Sunday, July 06, 2008

Little Men




Sven Delblanc (1931-1992) was a well-regarded Swedish author who, according to the sources I've seen, often used fantastic themes in his fiction. Homunculus: A Magic Tale (1965) was a product of its time, a lampoon of Soviet and American military fanaticism during the Cold War. The object of their military/industrial interests is Sebastian, an unpleasant and unemployed chemist who, having discovered the elusive "Essence", creates a homunculus (literally, "little man") named Bechos in his bathtub.


Now, the homunculus is an interesting concept in alchemical and scientific tradition: the famed Golem of Prague was a kind of man-made man (but more monstrous than a true homunculus), and renaissance alchemists/charlatans could proudly display their little humanoid creations cavorting in glass beakers like some tiny detail in a Hieronymus Bosch painting as evidence of their chemical prowess (see also the menagerie of the campy Dr. Praetorius in the film "Bride of Frankenstein"). In science, early physiologists posited that each sperm contained within its head a very tiny yet well-formed homunculus, obviating the need for the mother's genetic influence and, apropos of that paternalistic era, making her essentially a simple vessel for the maturation of the wee nipper. Any resemblance of the mother to the child must, I suppose, have been shrugged off as coincidence.

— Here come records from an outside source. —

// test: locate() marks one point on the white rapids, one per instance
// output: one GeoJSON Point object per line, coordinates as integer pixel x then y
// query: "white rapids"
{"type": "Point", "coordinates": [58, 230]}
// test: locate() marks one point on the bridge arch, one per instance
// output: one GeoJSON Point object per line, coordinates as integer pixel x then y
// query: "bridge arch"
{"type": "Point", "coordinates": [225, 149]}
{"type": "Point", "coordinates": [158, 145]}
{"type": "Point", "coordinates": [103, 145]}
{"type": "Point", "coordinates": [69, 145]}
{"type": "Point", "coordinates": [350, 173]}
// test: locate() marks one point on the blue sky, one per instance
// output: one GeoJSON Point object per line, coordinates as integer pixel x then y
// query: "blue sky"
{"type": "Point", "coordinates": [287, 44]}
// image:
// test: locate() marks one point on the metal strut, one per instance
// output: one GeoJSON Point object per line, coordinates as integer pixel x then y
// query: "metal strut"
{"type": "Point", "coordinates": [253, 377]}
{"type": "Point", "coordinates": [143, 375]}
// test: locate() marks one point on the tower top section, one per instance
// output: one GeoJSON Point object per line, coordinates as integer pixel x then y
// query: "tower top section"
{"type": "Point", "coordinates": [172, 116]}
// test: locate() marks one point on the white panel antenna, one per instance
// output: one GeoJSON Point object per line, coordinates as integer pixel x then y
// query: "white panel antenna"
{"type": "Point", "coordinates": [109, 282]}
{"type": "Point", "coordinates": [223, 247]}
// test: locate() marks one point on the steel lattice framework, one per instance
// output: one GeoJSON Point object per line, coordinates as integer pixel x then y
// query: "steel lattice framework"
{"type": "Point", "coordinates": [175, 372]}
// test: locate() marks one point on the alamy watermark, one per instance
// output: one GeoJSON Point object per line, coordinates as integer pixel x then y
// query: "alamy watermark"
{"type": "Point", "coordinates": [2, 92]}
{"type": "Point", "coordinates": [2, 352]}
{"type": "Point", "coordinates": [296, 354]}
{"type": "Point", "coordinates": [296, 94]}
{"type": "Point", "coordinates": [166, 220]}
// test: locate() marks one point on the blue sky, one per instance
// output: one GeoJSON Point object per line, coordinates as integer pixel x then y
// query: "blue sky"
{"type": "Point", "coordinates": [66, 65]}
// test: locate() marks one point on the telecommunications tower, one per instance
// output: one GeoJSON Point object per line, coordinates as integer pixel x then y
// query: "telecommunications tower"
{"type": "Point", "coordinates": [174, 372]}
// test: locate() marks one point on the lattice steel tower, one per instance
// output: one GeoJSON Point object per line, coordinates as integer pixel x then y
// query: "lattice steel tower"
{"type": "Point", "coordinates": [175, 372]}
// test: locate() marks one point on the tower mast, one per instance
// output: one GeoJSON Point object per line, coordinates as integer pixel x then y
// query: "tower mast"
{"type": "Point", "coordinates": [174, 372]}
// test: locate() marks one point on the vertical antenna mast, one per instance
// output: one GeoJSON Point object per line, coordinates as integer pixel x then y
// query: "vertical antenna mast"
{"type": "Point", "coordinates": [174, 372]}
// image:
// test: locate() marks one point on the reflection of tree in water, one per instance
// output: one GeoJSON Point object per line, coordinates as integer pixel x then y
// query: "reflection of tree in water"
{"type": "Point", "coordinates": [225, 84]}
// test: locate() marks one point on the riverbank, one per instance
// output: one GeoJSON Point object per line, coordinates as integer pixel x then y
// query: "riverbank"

But I digress. Our hero Sebastian lives in a mental world all his own, derived from mythological and alchemical tradition and alternating between paranoid states and episodes of mental and physical abuse of the various women making up the furniture of the novel. As the story is set during the Cold War, Sebastian's experiments are closely monitored by operatives of both sides, broadly caricatured in the best Strangelovian style as psychopaths and sexual fetishists. Each wants Sebastian's secret in order to create armies of homunculi, although why that would be necessary, since each side already bristles with arsenals of nuclear weapons, is unclear. It is essential to the story that these same nuclear weapons have foolishly been left in the hands of ideologically fanatical perverts for use at their own discretion. Both sides have in mind the vaporization of Stockholm, rather than allow Sebastian's secret to fall into the wrong hands.

I will cut the synopsis short in the unlikely even that you wish to search out a copy of this book for yourself. The book was passably enjoyable, but rather dated. I was perhaps too uninspired to puzzle out all the mythological/Jungian references, although the Sibyl who encounters Sebastian and the Prime Minister in the park was all too obvious. In the corpus of Delblanc's work, it does not seem to rank too high, so I wouldn't wish to pass judgement on the man based on this early work.